Et de sept. Une nouvelle vidéo à charge contre les abattoirs circule depuis le 3 novembre sur internet. Faut-il préciser qu’il s’agit encore d’un coup de L214, l’association de protection des animaux motivée par un mode de vie végétalien. Cette fois, l’angle des caméras s’est resserré sur une pratique spécifique, celle de l’abattage des vaches gestantes. L’association estime que « 10 % des vaches abattues sont pleines », selon « les études disponibles », dont elle ne cite toutefois pas la source.

Lanceur d’alerte

Pour la première fois, c’est un salarié qui a donné l’alerte. Les images ont été tournées en mai et en septembre par Mauricio Garcia-Pereira, employé de l’abattoir de Limoges (Haute-Vienne) depuis sept ans. Écœuré, l’homme dit ne « plus y arriver », et va jusqu’à espérer perdre son travail. « J’ai décidé de porter ce témoignage publiquement, parce que je n’ai rien fait de mal, déclare-t-il à l’AFP. Ne rien dire, c’est ça qui est mal. »

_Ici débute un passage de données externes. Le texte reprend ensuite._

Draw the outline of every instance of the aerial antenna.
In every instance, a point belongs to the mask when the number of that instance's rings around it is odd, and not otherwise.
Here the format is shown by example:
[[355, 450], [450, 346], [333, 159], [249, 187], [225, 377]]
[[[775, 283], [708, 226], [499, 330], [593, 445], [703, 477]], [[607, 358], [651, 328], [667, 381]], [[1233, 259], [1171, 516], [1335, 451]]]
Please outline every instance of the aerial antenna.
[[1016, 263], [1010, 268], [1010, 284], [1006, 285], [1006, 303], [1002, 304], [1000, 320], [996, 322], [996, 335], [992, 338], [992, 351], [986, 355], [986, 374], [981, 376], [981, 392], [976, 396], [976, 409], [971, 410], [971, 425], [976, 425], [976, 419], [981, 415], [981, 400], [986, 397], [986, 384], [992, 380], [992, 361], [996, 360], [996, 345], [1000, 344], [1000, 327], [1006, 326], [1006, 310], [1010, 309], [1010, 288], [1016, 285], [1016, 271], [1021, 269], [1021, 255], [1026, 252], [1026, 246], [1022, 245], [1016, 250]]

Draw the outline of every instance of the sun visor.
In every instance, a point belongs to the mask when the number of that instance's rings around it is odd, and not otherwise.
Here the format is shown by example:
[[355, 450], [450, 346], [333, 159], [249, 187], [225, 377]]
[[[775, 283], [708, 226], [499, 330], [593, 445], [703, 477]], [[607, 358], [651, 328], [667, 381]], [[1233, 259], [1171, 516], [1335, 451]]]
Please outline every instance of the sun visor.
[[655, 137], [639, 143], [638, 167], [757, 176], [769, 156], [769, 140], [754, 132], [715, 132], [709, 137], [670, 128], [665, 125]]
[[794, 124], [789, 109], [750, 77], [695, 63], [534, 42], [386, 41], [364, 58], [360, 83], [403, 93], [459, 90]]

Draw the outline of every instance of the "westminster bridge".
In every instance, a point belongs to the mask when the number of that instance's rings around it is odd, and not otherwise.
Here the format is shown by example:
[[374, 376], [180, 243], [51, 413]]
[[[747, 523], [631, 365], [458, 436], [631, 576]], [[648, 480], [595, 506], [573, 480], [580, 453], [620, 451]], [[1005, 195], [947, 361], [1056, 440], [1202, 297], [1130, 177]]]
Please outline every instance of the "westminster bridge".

L214 exige l’interdiction de cette pratique, au nom de la souffrance susceptible d’atteindre le fœtus. Le journal Le Monde, qui comme à l’accoutumée a eu accès aux images en avant-première, nous informe : « La vache gestante pesant plus lourd, elle sera vendue plus cher à l’abattoir, au prix de la viande. » Mettre le doigt sur les déviances à l’abattoir est louable. Semer la pagaille dans une filière sans même en connaître les rouages, c’est nettement plus contestable.